Then, we analyzed the sphere-forming efficiency in neurospheres treated with sub-optimal doses of TMZ and/or CPZ. While administration of these drugs as a single compound did not reach a noticeable effect, the same doses, administered in combination, produced a marked decrease in both sphere number and volume (Figure 7B). This last feature was particularly evident in the right panels (enlarged), where a scale bar allowed the comparison of the size between representative control and TMZ plus CPZ-treated neurospheres.

Colony- and sphere-forming ability assays demonstrate that CPZ cooperated with TMZ in reducing GBM cell cloning efficiency, a distinctive signature of malignancy in cancer cells.

Discussion

The current therapeutic protocol for newly diagnosed GBM results in suboptimal clinical outcomes. In this urgent need for novel therapeutic strategies, scientifically supported drug repurposing represents an appealing alternative, since it involves the use of compounds with shorter development timelines and lower risks for the patients, allowing faster and less expensive delivery from bench to bedside of potentially effective drugs. In the oncology field, several non-cancer drugs have been proposed and employed in clinical trials for GBM patients (38). Among these, CPZ has been shown effective in hindering key biological features of cancer cells in vitro, also in the case of malignant gliomas (15).

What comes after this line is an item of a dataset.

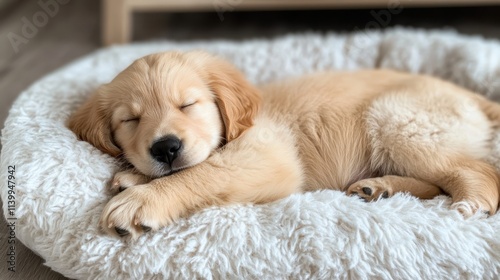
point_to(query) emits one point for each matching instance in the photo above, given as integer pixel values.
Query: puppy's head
(168, 111)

Here we confirm the ability of CPZ in restraining key cancer cell features, adding further information concerning the effect of the drug on six human GBM cell lines, either anchorage-dependent or patient-derived neurospheres. In all these cell lines, CPZ generated nuclear aberrations that, associated with its ability to protect from apoptosis, drove cells toward anomalous mitoses, possibly via the described inhibition of the mitotic kinesin KSP/Eg5 (8), with subsequent death to be expected via mitotic catastrophe. In the same experimental setting, the RPE-1 non-cancer cell line resulted less sensitive to the drug, when compared with the anchorage-dependent GBM cells and, remarkably, refractory to the induction of nuclear aberrations elicited by the drug, as detected in all the GBM cells assayed. These last results need to be validated using other non-cancer model systems; indeed, while the reasons for this selectivity have not been identified yet, such evidence could be of considerable interest in GBM therapy.

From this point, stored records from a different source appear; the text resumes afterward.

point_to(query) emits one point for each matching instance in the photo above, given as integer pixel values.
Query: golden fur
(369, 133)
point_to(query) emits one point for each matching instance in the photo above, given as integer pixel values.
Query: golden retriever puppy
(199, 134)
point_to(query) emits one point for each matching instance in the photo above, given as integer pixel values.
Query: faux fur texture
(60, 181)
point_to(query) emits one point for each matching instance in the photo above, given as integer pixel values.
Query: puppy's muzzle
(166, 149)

In addition, CPZ was able to downregulate the expression of OCT 3/4, SOX2, NANOG, Nestin, OLIG2 and ALDH1A3, universal cancer stem cells genes for GBM (39). In particular, ALDH1A3 expression is related to resistance to TMZ (34). Specifically, stemness characteristics in GBM appear related to the expression of updated gene sets, especially when validated in detailed culture conditions (organoids) and/or in vivo (40). It is also worth mentioning that CPZ strongly affected GBM cloning efficiency and neurosphere-forming capability, two features of remarkable therapeutic relevance, since stem cells are considered responsible for GBM drug resistance and clinical relapse (41, 42).

Noteworthy, the first described and most investigated feature of CPZ is the inhibition of the dopamine receptor DRD2 [see (43) for a review]. More recently, this compound has also been identified, together with some homologs, as an inhibitor of AMPA and NMDA glutamate receptor channels (44). Dopamine, glutamate and their receptors are vital for physiological neuronal synaptic signaling, and the recent identification of neuron-glioma synapses is giving high relevance to the role of these neuromediators and their post-synaptic receptors in brain cancer proliferation and progression (45, 46). Therefore, the pharmacological effects of CPZ on these receptors might play a major role in brain cancer therapy.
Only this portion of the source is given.